When there is that much trust in the room, the music has a chance to grow little wings and become itself. John would prompt us with certain moods—ominous, mournful, abiding, dangerous—that would create the internal weather for the musical sketches and sound ideas. He is so wonderful to work with because, although he has overarching ideas about what will go where in the final podcast, he gives us only a glimpse, which charges the air with crackle and energy. We are trying to insinuate like poets—if we had too concrete an idea of what exactly we were scoring for, we might foreclose the possibility of accidentally finding a wider metaphor. 

 

INTERVIEWER

John was very excited about the Haken fingerboard. Had you used one before? What’s so exciting about it?

 

CIERI

The Haken Continuum! This object has “more clout than lightning,” as Captain Beefheart says of the guitar. Playing it for the first time was like finding a window facing the sea. Keyboard players, stuck with their eighty-eight pitches, are so jealous of string players—any player of a fretless instrument, with their ability to play microtonally—to slide, to essentially play with many, many more sound possibilities. I remember seeing Bonnie Raitt on the TV as a kid and thinking, Well, I’ll never be able to do that.

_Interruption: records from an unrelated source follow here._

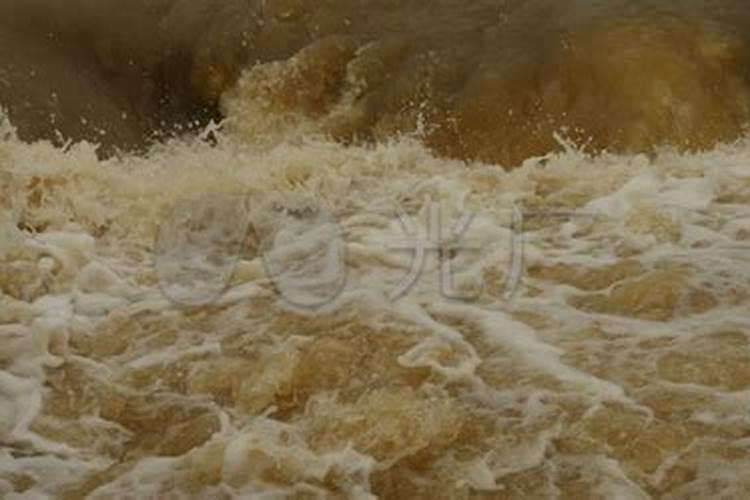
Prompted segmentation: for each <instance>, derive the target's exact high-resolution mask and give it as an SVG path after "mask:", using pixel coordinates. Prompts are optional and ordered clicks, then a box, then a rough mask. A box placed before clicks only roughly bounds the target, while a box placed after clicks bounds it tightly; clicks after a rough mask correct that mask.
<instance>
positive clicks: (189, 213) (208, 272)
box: [155, 194, 250, 307]
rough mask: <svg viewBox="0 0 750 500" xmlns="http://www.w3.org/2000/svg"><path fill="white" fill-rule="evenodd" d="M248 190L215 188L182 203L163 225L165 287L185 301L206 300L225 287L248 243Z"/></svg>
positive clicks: (222, 289) (196, 304)
mask: <svg viewBox="0 0 750 500" xmlns="http://www.w3.org/2000/svg"><path fill="white" fill-rule="evenodd" d="M249 215H250V214H249V210H248V208H247V203H246V199H245V197H244V196H240V195H235V194H214V195H210V196H206V197H204V198H200V199H193V200H188V201H184V202H181V203H178V204H177V205H176V206H175V207H174V209H173V210H172V212H171V214H170V215H169V217H168V218H167V220H165V221H164V222H163V223H162V224H161V226H160V228H159V232H158V235H157V239H156V245H155V266H156V272H157V276H158V279H159V285H160V287H161V290H162V292H163V293H164V295H165V296H166V297H168V298H169V299H170V300H172V301H174V302H175V303H177V304H180V305H183V306H191V307H195V306H205V305H209V304H211V303H213V302H214V301H216V300H217V299H218V298H219V297H220V296H221V294H222V293H223V292H224V291H225V289H226V287H227V285H228V283H229V280H230V279H231V277H232V274H233V272H234V269H235V266H236V265H237V261H238V260H239V258H240V256H241V254H242V250H243V248H244V246H245V244H246V241H247V238H248V230H249V227H250V226H249V221H250V219H249Z"/></svg>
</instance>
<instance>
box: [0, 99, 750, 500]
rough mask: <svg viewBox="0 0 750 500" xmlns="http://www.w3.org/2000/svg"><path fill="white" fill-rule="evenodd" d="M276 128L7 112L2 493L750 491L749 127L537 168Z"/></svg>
mask: <svg viewBox="0 0 750 500" xmlns="http://www.w3.org/2000/svg"><path fill="white" fill-rule="evenodd" d="M225 105H226V106H229V107H230V108H232V109H235V110H237V113H238V116H246V115H243V114H242V113H245V112H247V109H245V108H244V107H243V106H244V105H243V104H242V103H239V102H234V103H233V102H231V101H228V102H227V103H226V104H225ZM243 110H244V111H243ZM233 123H234V125H233ZM248 123H249V122H248V120H244V121H242V120H237V121H235V122H232V120H231V119H230V120H229V121H228V122H227V123H226V124H225V125H224V126H223V127H219V128H215V129H213V130H212V131H211V132H210V133H211V134H212V135H213V136H214V137H215V139H216V141H215V144H210V143H209V142H206V141H205V140H202V139H201V138H200V137H196V138H184V139H179V140H172V141H169V142H166V143H164V144H161V145H157V146H156V147H154V148H153V149H152V150H151V151H150V152H149V153H148V154H146V155H140V156H136V155H120V156H119V157H113V158H110V159H108V160H101V159H99V158H98V157H97V155H96V152H95V147H94V146H92V145H88V144H85V143H82V144H72V145H69V146H68V147H67V148H57V147H53V146H52V145H50V144H48V143H43V142H41V143H35V144H27V143H24V142H21V141H19V140H17V139H16V138H15V136H14V132H13V129H12V126H11V124H10V123H8V121H7V120H6V121H5V122H4V125H3V127H4V128H3V130H2V133H0V138H1V139H0V141H1V142H0V180H1V181H2V184H0V185H1V186H2V195H3V196H2V200H1V203H2V208H3V210H2V216H1V218H0V234H2V240H0V242H1V243H0V259H1V260H0V291H1V292H2V295H0V304H1V305H0V337H1V338H2V340H1V341H0V496H2V497H3V498H8V499H14V498H19V499H20V498H66V499H75V498H83V497H88V498H94V499H98V498H101V499H103V498H269V499H270V498H362V499H364V498H446V499H458V498H467V499H468V498H519V499H521V498H622V499H631V498H632V499H636V498H670V499H683V498H709V497H716V498H738V499H739V498H744V497H745V496H746V495H747V493H748V492H750V483H749V482H748V478H747V474H746V473H745V472H746V471H747V470H748V467H750V441H748V438H747V436H748V435H749V434H748V433H750V419H749V418H748V417H747V404H748V401H749V399H750V392H748V384H750V355H748V354H747V341H748V337H747V336H748V332H750V317H748V314H747V307H748V300H750V299H749V298H748V283H750V281H748V280H749V279H750V271H749V270H748V269H750V266H748V265H747V264H748V263H749V262H748V260H750V253H749V252H748V250H749V249H748V246H750V244H749V243H748V241H750V165H749V164H748V160H750V145H749V144H748V143H747V142H745V141H739V142H737V143H735V144H729V145H724V146H718V147H716V148H714V149H713V150H711V151H707V152H705V153H702V154H693V155H688V154H680V153H677V152H670V151H669V150H662V151H661V152H659V153H658V154H656V155H653V156H645V155H638V156H618V155H607V154H604V155H598V156H590V155H588V154H586V153H585V152H582V151H579V150H577V149H576V148H573V147H570V146H569V145H567V144H566V143H565V142H564V141H563V146H565V148H566V149H565V148H564V151H563V152H562V153H559V154H550V155H548V156H546V157H540V158H532V159H529V160H527V161H526V162H524V163H523V165H521V166H520V167H519V168H517V169H514V170H510V171H508V170H505V169H504V168H503V167H502V166H500V165H495V164H484V163H476V162H474V163H472V162H469V163H465V162H461V161H457V160H448V159H444V158H440V157H438V156H436V155H434V154H433V153H431V152H429V151H428V150H427V149H426V148H425V147H424V146H423V145H422V144H421V143H420V141H419V136H418V134H417V135H415V136H412V137H408V136H406V137H402V138H400V139H395V138H394V139H393V140H391V141H387V142H382V143H378V144H374V145H360V146H358V145H349V146H346V145H342V144H340V143H337V142H333V141H330V140H327V139H325V138H324V137H322V136H320V135H316V134H314V133H310V131H311V130H312V131H313V132H314V128H315V126H316V125H315V124H314V123H308V124H307V125H305V126H304V127H302V125H299V124H302V123H303V122H299V124H298V125H299V126H300V127H302V128H298V129H295V130H298V131H299V132H300V133H289V132H288V130H287V133H285V135H283V136H278V135H277V136H274V135H273V134H266V136H265V137H264V138H258V140H257V142H253V141H252V140H250V139H249V137H256V136H254V135H252V134H247V128H246V127H247V126H248ZM259 123H263V122H262V120H261V121H260V122H259ZM251 125H252V124H251ZM253 126H255V127H257V126H258V125H257V124H255V125H253ZM243 127H245V128H243ZM258 137H259V136H258ZM261 139H262V140H261ZM519 211H520V212H521V213H523V214H524V216H523V219H522V221H519V219H518V218H517V215H518V213H519ZM514 214H516V215H515V216H514ZM466 216H470V217H469V218H468V219H466ZM514 217H516V218H514ZM462 220H463V221H465V222H464V223H463V226H461V225H460V224H459V222H460V221H462ZM466 221H468V223H466ZM519 222H522V223H523V224H522V225H520V224H519ZM457 225H458V226H461V227H462V228H463V229H464V230H462V231H460V232H459V233H455V231H453V229H455V228H456V227H458V226H457ZM452 231H453V232H452ZM436 234H440V235H442V237H441V238H437V237H436ZM446 235H448V236H446ZM450 235H453V236H456V235H457V236H456V237H454V238H453V239H452V240H451V239H450V238H449V236H450ZM443 238H445V239H443ZM438 239H440V241H437V240H438ZM420 245H421V247H420ZM417 247H420V248H423V249H425V250H424V259H423V260H424V261H423V262H422V264H423V266H422V267H421V269H420V272H418V273H417V274H416V276H412V278H413V279H412V280H411V282H409V283H408V284H407V285H408V286H402V285H403V284H404V279H405V277H409V276H410V273H412V272H413V271H414V256H415V252H416V250H415V248H417ZM446 263H448V264H450V269H449V274H448V276H447V277H448V278H450V283H449V286H448V288H446V281H445V279H446V271H445V269H446V267H445V266H446ZM399 287H401V288H399ZM396 292H398V293H396ZM446 292H450V293H446Z"/></svg>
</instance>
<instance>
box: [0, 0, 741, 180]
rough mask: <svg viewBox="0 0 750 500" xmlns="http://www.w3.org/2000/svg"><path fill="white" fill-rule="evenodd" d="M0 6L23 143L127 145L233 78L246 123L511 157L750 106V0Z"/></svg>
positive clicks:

The Continuum changes this—it’s a fluid, piano-ish object, and the raw sounds it creates are truly incredible. For a writer it might be like finding a whole new dictionary.

 

INTERVIEWER

Can you offer some thoughts about the other musicians in the room?

CIERI

I’ve played with Mike Brown (bass) for about twenty years—his imagination knows no bounds and his playing is filled with such humanity. Sam Ospovat (percussion) lights firecrackers beneath us—he gives us the earthquake that spurs us into new kinds of balance. Shahzad Ismaily (percussion and bass) has such acute attention to sound that I believe we all are aspiring to his “unmixed attention” (to quote Simone Weil). Emily Wells’s musical expressions are breathtaking—the power she releases is empowering—that’s how I want to live and play music, with the absolute strength derived from vulnerability. Rob Schwimmer plays Haken Continuum on the first season.
 
These musicians are my family. They are mostly improvisers, which, in general terms, I am, too, so we are communicating in this language in real time, with real agendas, mistakes, and discoveries happening as we go. When the little sound jewels are unearthed—when a sturdy musical idea takes flight—the moment releases such powerful feeling and energy. I think of it as a small version of splitting the atom, unforeseen energy released through improvising, and musicians and nonmusicians alike know it right away.